Balbettò altre parole a caso, senza capire bene cosa fosse successo e soprattutto perché. L’aveva baciata. Era reale? O stava ancora sognando in preda all’intontimento da birra?
“Ho avuto modo di pensare a quello che hai detto” proseguì Guy. “Ti avrei risposto, ma a quanto pare non potevi attendere la luce del sole”.
“Haha, adesso è colpa mia. Grazie eh” rispose Martine con tono ironico, sorridendo dopo tanto tempo. Ciò che la sorprese fu che anche Guy piegò le labbra in un accenno di sorriso.
“Ho sempre avuto rapporti complicati con le donne. Forse non le capisco oppure sbaglio qualcosa, ma finisco sempre per rimanere solo”.
Cattive compagnie e pessimo carattere, avrebbe voluto aggiungere Martine, ma preferì evitare la critica crudele proprio ora che Guy le stava parlando apertamente.
“E poi arrivi tu. Compari dal nulla, le assomigli così tanto… ho provato a non costruirmi false speranze, a trattarti come se non m’importasse nulla di te. Per come ti trattava lo sceriffo cominciai a nutrire dei sospetti sulla tua identità, così mi fu più facile ignorarti. Poi l’incidente e tu… mi sei rimasta accanto. Come hai detto tu stessa, avresti potuto lasciarmi sulla strada. Sarei morto se non fosse stato per il tuo aiuto”.
“Esagerato” commentò Martine, ben sapendo che l’uomo diceva il vero. Con quella ferita, infetta e sanguinante, non avrebbe fatto molta strada.
Guy avvicinò timidamente la mano, accarezzandole la guancia. Martine s’irrigidì, trattenendo un brivido.
“Quindi la mia risposta è che non so come comportarmi. Non voglio finire nuovamente tradito e deriso da tutti. Ma provo qualcosa per te, un sentimento che mi scalda di nuovo il cuore. Ed è una sensazione piacevole”.
“Oh Guy…” sussurrò Martine, pronta a piangere dall’emozione. Si avvicinò quel poco che bastava per baciarlo, stringendo il suo volto tra le mani. Guy le cinse la vita con il braccio.
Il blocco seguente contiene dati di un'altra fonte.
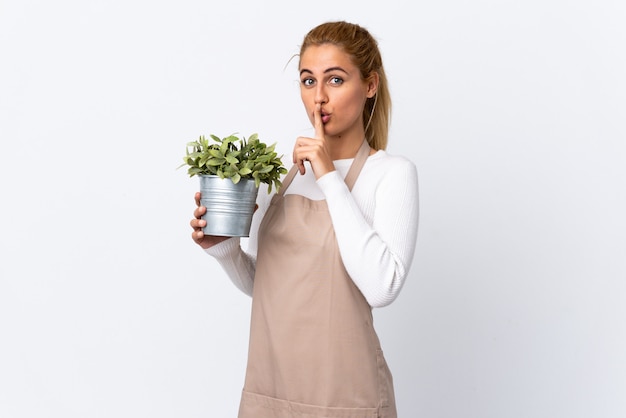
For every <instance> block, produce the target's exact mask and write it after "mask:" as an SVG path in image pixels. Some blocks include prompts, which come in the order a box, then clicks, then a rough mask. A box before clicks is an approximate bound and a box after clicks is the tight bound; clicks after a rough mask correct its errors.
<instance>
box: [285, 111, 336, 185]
mask: <svg viewBox="0 0 626 418" xmlns="http://www.w3.org/2000/svg"><path fill="white" fill-rule="evenodd" d="M314 128H315V137H314V138H308V137H304V136H301V137H298V139H296V144H295V146H294V148H293V163H294V164H296V165H297V166H298V170H299V171H300V174H304V173H305V171H306V169H305V167H304V162H305V161H309V162H310V163H311V168H312V169H313V173H314V174H315V178H316V179H319V178H320V177H322V176H323V175H324V174H326V173H329V172H331V171H334V170H335V165H334V164H333V160H332V158H331V157H330V151H329V149H328V144H327V143H326V137H325V135H324V123H323V122H322V106H321V105H320V104H319V103H318V105H317V106H316V107H315V112H314Z"/></svg>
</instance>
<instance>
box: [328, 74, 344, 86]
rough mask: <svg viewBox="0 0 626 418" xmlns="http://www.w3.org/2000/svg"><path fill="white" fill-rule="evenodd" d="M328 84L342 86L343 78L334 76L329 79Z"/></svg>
mask: <svg viewBox="0 0 626 418" xmlns="http://www.w3.org/2000/svg"><path fill="white" fill-rule="evenodd" d="M328 83H329V84H336V85H341V84H343V78H341V77H336V76H334V77H331V78H330V79H329V80H328Z"/></svg>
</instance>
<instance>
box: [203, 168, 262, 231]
mask: <svg viewBox="0 0 626 418" xmlns="http://www.w3.org/2000/svg"><path fill="white" fill-rule="evenodd" d="M199 177H200V193H201V194H202V196H201V199H200V202H201V204H202V206H205V207H206V209H207V211H206V214H204V216H202V219H204V220H205V221H206V226H205V227H204V234H205V235H220V236H227V237H247V236H249V235H250V225H251V224H252V215H253V214H254V206H255V204H256V197H257V195H258V193H259V189H258V188H257V187H256V185H255V184H254V180H253V179H241V180H240V181H239V183H237V184H233V182H232V180H231V179H221V178H220V177H219V176H212V175H199Z"/></svg>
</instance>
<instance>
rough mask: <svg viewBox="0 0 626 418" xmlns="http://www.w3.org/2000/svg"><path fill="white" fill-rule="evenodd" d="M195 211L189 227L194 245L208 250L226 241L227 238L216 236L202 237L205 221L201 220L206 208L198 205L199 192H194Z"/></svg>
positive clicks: (204, 226) (204, 220)
mask: <svg viewBox="0 0 626 418" xmlns="http://www.w3.org/2000/svg"><path fill="white" fill-rule="evenodd" d="M195 199H196V206H197V207H196V210H194V211H193V216H194V218H193V219H192V220H191V222H190V225H191V227H192V228H193V232H192V233H191V238H192V239H193V240H194V242H195V243H196V244H198V245H199V246H201V247H202V248H204V249H207V248H210V247H212V246H214V245H215V244H219V243H220V242H222V241H226V240H227V239H228V237H221V236H217V235H204V232H203V231H202V228H204V227H205V226H206V221H205V220H204V219H201V218H202V215H204V214H205V213H206V208H205V207H204V206H202V205H201V204H200V192H196V196H195Z"/></svg>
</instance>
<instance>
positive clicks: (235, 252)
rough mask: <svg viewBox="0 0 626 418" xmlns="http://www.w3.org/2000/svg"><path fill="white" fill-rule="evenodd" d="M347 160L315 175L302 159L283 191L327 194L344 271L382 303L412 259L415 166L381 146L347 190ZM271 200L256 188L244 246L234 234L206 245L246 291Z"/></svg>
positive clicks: (255, 260) (416, 236)
mask: <svg viewBox="0 0 626 418" xmlns="http://www.w3.org/2000/svg"><path fill="white" fill-rule="evenodd" d="M352 161H353V159H345V160H336V161H334V164H335V169H336V170H335V171H332V172H329V173H327V174H325V175H324V176H322V177H320V178H319V179H318V180H317V181H316V179H315V175H314V174H313V170H312V169H311V167H310V166H308V165H307V170H306V173H305V174H304V175H300V174H296V177H295V178H294V180H293V182H292V183H291V185H290V186H289V187H288V188H287V189H286V190H285V194H300V195H303V196H305V197H307V198H309V199H313V200H322V199H326V203H327V205H328V209H329V212H330V216H331V219H332V223H333V228H334V229H335V236H336V238H337V243H338V246H339V252H340V254H341V258H342V261H343V263H344V266H345V268H346V271H347V272H348V274H349V275H350V277H351V278H352V280H353V281H354V283H355V284H356V286H357V287H358V288H359V290H360V291H361V293H363V295H364V296H365V299H366V300H367V301H368V303H369V304H370V306H372V307H382V306H386V305H388V304H390V303H391V302H393V301H394V300H395V298H396V297H397V296H398V294H399V292H400V290H401V289H402V286H403V284H404V280H405V279H406V276H407V274H408V271H409V268H410V266H411V263H412V261H413V255H414V252H415V244H416V239H417V225H418V216H419V199H418V182H417V170H416V167H415V165H414V164H413V163H412V162H411V161H409V160H407V159H406V158H403V157H398V156H391V155H389V154H387V152H386V151H382V150H381V151H378V152H376V153H375V154H374V155H371V156H369V157H368V159H367V162H366V163H365V165H364V166H363V169H362V170H361V174H360V175H359V177H358V179H357V181H356V183H355V185H354V187H353V189H352V192H350V191H349V190H348V187H347V186H346V184H345V182H344V180H343V179H344V178H345V176H346V174H347V172H348V170H349V168H350V165H351V164H352ZM307 164H308V163H307ZM270 200H271V195H268V194H267V189H263V188H262V189H261V190H259V197H258V199H257V203H258V204H259V208H258V209H257V211H256V212H255V214H254V218H253V222H252V229H251V231H250V237H249V238H248V239H247V241H248V246H247V248H246V250H244V249H242V247H241V240H240V239H239V238H230V239H228V240H226V241H223V242H221V243H220V244H217V245H215V246H213V247H211V248H209V249H207V250H205V251H206V252H207V253H208V254H210V255H211V256H213V257H215V258H216V259H217V260H218V262H219V263H220V265H221V266H222V267H223V268H224V270H225V271H226V273H227V274H228V276H229V277H230V278H231V280H232V281H233V283H234V284H235V285H236V286H237V287H238V288H239V289H241V290H242V291H243V292H244V293H246V294H248V295H252V288H253V286H254V272H255V263H256V254H257V244H258V242H257V238H258V237H257V232H258V228H259V224H260V222H261V220H262V218H263V216H264V215H265V212H266V210H267V208H268V206H269V202H270Z"/></svg>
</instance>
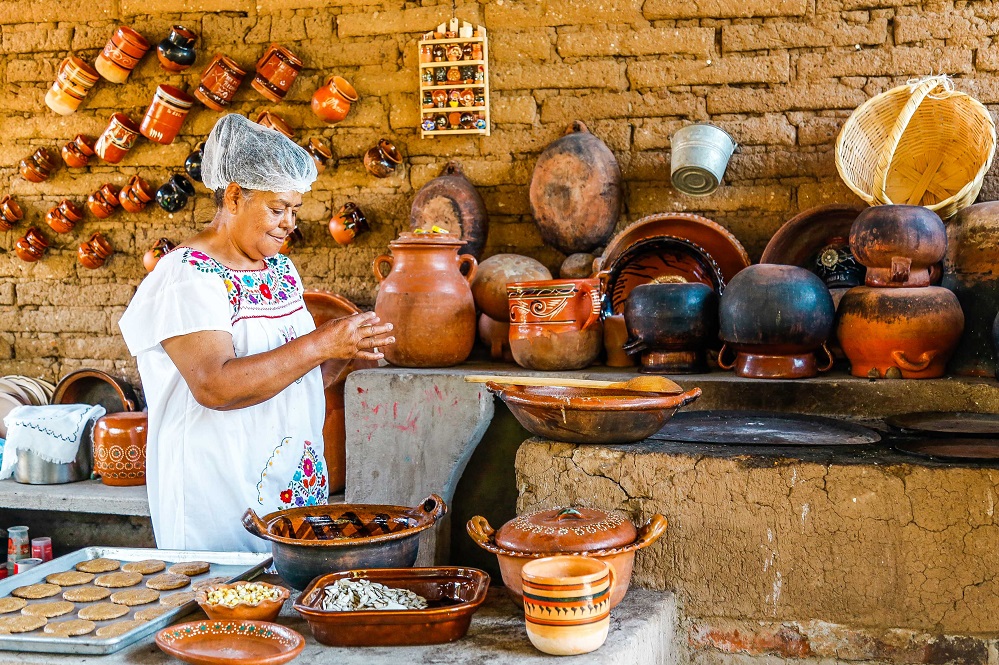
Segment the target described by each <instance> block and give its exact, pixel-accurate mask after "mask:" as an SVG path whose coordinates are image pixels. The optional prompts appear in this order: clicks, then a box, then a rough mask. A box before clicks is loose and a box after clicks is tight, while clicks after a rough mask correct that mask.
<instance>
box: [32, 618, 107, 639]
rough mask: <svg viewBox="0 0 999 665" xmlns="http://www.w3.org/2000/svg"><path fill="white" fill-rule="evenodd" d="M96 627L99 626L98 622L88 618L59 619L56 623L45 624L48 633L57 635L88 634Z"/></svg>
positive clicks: (73, 635) (82, 634) (73, 636)
mask: <svg viewBox="0 0 999 665" xmlns="http://www.w3.org/2000/svg"><path fill="white" fill-rule="evenodd" d="M94 628H97V624H96V623H94V622H93V621H87V620H86V619H69V620H68V621H57V622H55V623H48V624H45V632H46V633H47V634H49V635H57V636H59V637H74V636H77V635H86V634H87V633H89V632H91V631H93V629H94Z"/></svg>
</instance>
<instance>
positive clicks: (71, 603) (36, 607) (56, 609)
mask: <svg viewBox="0 0 999 665" xmlns="http://www.w3.org/2000/svg"><path fill="white" fill-rule="evenodd" d="M75 609H76V607H75V606H74V605H73V603H69V602H66V601H65V600H53V601H52V602H49V603H31V604H30V605H28V606H27V607H25V608H24V609H23V610H21V614H23V615H25V616H29V617H45V618H46V619H51V618H52V617H61V616H62V615H63V614H69V613H70V612H72V611H73V610H75Z"/></svg>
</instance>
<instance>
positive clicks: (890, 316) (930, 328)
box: [836, 286, 964, 379]
mask: <svg viewBox="0 0 999 665" xmlns="http://www.w3.org/2000/svg"><path fill="white" fill-rule="evenodd" d="M837 319H838V322H837V327H836V333H837V337H838V338H839V343H840V346H842V347H843V352H844V353H846V356H847V358H849V359H850V373H851V374H853V375H854V376H862V377H866V378H872V379H876V378H884V377H886V376H891V375H892V374H893V373H894V374H896V375H898V374H900V375H901V377H902V378H906V379H929V378H934V377H938V376H943V375H944V371H945V369H946V365H947V361H948V360H950V357H951V355H953V353H954V349H955V347H956V346H957V344H958V341H959V340H960V338H961V332H962V330H963V329H964V312H963V311H962V310H961V304H960V303H959V302H958V299H957V296H955V295H954V294H953V293H952V292H951V291H949V290H948V289H945V288H943V287H940V286H926V287H918V288H896V289H879V288H871V287H867V286H858V287H856V288H853V289H850V290H849V291H847V292H846V295H844V296H843V299H842V300H841V301H840V303H839V311H838V312H837Z"/></svg>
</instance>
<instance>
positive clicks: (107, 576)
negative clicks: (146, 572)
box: [94, 573, 142, 589]
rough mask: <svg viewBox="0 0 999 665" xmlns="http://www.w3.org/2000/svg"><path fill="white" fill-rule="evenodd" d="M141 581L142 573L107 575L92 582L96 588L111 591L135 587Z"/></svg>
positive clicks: (107, 574)
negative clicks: (101, 588) (125, 587)
mask: <svg viewBox="0 0 999 665" xmlns="http://www.w3.org/2000/svg"><path fill="white" fill-rule="evenodd" d="M141 581H142V573H108V574H107V575H101V576H100V577H98V578H97V579H96V580H94V584H96V585H97V586H106V587H109V588H111V589H124V588H125V587H129V586H135V585H136V584H138V583H139V582H141Z"/></svg>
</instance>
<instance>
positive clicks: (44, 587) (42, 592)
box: [10, 584, 62, 600]
mask: <svg viewBox="0 0 999 665" xmlns="http://www.w3.org/2000/svg"><path fill="white" fill-rule="evenodd" d="M60 591H62V587H61V586H59V585H58V584H32V585H30V586H19V587H17V588H16V589H14V590H13V591H11V592H10V595H12V596H14V597H16V598H27V599H28V600H38V599H39V598H51V597H52V596H55V595H56V594H58V593H59V592H60Z"/></svg>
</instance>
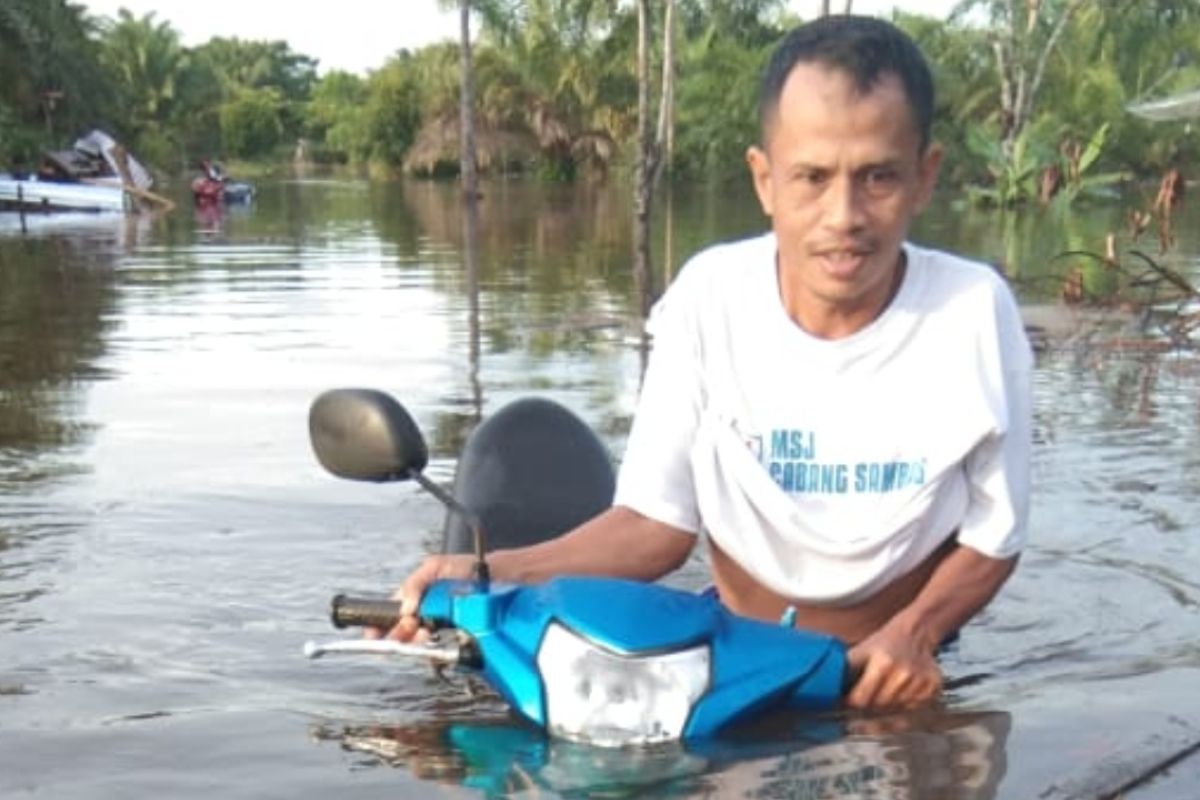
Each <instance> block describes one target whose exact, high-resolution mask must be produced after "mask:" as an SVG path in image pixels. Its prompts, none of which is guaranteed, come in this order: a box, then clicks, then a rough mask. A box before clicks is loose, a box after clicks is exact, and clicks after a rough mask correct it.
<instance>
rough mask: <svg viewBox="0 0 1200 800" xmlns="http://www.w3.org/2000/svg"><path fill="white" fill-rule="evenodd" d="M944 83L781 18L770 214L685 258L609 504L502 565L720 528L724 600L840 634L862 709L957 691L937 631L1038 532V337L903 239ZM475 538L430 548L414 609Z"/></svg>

“Ti prego. Prometti di non mentirmi più. Mai più” le chiese, baciandole la fronte.
“Te lo prometto. E tu non lasciarmi… non lasciarmi” e affondò il volto sul petto di lui. Guy sorrise e le accarezzò la testa. Martine poteva sentire il cuore di lui battere veloce. Proprio come il suo.
“Promesso. Ora riposiamo. Domani sarà una lunga giornata e avremo ancora tempo per parlare”.
Martine alzò la testa e annuì. Guy la baciò ancora, in un bacio che sembrò durare tutta la notte.